Addressing a press meet, Mr. Dewan said that HCL had short-listed one company each from China and Finland for sourcing a new technology for processing copper concentrate to produce refined metal.
Called the hydro-metallurgical extraction technology, this is more efficient than the current fossil-fuel based technology being used by HCL, this enables use of an aqueous chemical reaction for extracting copper.
Importantly, it is expected to enable recovery of high-grade sterling silver and gold of bullion grade from the concentrate the company said in its bid document for EOI which it had invited earlier this year.
HCL is a vertically-integrated company present in mining, smelting refining and casting. It owns all the copper mining leases in the country. It has complexes in Rajasthan, Jharkhand and Madhya Pradesh and plants in Maharashtra and Gujarat.

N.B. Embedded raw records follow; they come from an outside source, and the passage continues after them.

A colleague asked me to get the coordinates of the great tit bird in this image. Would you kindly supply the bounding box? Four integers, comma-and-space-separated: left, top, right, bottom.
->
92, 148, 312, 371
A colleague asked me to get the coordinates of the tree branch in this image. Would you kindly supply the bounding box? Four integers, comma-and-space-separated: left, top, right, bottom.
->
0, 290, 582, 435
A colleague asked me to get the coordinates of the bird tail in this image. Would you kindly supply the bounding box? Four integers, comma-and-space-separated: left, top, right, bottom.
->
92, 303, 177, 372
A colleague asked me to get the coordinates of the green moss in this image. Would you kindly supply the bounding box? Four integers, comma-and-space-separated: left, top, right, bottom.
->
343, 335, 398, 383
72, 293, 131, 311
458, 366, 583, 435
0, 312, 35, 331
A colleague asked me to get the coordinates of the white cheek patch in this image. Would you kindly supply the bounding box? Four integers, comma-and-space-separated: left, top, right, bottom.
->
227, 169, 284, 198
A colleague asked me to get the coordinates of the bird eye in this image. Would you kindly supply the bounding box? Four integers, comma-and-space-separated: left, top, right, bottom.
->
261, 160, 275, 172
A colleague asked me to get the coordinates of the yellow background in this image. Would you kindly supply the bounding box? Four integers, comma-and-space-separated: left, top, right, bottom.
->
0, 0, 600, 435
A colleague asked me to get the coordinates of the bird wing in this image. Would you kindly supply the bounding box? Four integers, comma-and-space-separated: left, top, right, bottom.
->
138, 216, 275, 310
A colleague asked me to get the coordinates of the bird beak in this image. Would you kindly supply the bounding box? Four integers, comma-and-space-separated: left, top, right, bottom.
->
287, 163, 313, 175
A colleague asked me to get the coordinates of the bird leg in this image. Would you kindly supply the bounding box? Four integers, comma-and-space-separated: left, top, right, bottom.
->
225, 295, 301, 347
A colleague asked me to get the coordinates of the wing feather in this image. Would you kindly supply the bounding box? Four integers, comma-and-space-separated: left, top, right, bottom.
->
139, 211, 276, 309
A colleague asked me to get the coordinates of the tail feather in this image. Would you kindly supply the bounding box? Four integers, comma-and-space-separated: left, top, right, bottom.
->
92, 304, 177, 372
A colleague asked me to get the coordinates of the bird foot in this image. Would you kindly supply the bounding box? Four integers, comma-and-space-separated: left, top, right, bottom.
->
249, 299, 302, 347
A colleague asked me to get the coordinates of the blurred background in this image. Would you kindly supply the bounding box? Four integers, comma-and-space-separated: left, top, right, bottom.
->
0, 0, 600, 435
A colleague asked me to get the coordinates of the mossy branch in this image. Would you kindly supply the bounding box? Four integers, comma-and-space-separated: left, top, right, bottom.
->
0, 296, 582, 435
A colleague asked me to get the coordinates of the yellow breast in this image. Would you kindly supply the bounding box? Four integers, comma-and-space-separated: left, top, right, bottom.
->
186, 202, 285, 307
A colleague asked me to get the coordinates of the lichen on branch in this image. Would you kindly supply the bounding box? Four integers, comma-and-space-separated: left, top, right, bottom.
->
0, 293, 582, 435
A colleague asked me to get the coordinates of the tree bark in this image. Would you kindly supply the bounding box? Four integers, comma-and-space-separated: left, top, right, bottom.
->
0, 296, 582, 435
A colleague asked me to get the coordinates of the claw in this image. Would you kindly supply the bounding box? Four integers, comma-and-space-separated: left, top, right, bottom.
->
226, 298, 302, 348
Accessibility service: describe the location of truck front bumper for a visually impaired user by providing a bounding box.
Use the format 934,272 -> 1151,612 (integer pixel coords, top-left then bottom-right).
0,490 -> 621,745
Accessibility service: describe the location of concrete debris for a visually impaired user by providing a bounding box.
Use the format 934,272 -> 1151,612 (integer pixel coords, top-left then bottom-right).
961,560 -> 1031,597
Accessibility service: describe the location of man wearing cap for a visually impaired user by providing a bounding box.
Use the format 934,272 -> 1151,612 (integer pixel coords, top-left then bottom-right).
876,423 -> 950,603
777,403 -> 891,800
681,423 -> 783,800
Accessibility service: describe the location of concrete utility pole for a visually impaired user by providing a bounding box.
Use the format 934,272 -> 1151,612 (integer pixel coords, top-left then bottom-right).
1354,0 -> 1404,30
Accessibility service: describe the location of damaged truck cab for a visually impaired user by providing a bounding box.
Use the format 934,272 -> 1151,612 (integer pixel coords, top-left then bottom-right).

It is currently implementing an expansion programme to quadruple its mining capacity from 3.2 million to 12.4 million tons. However, the cost of this project has ballooned from Rs.3,435 crore to Rs.6,000 crores with time overrun from 2017 to 2020. “The cost increase was mainly due to incorporation of new projects in this expansion plan,” he said.
He also mentioned that two other copper producers have joined HCL in seeking government action for protection against imports, which now cater to close to 30 per cent of the country’s copper demand. The producers have also urged the government to desist from signing any more free-trade agreements as these were hurting industry.
HCL skipped paying dividends in 2015-16 as its profits plunged. Mr. Diwan said that the situation was now improving the company, with improved domestic demand.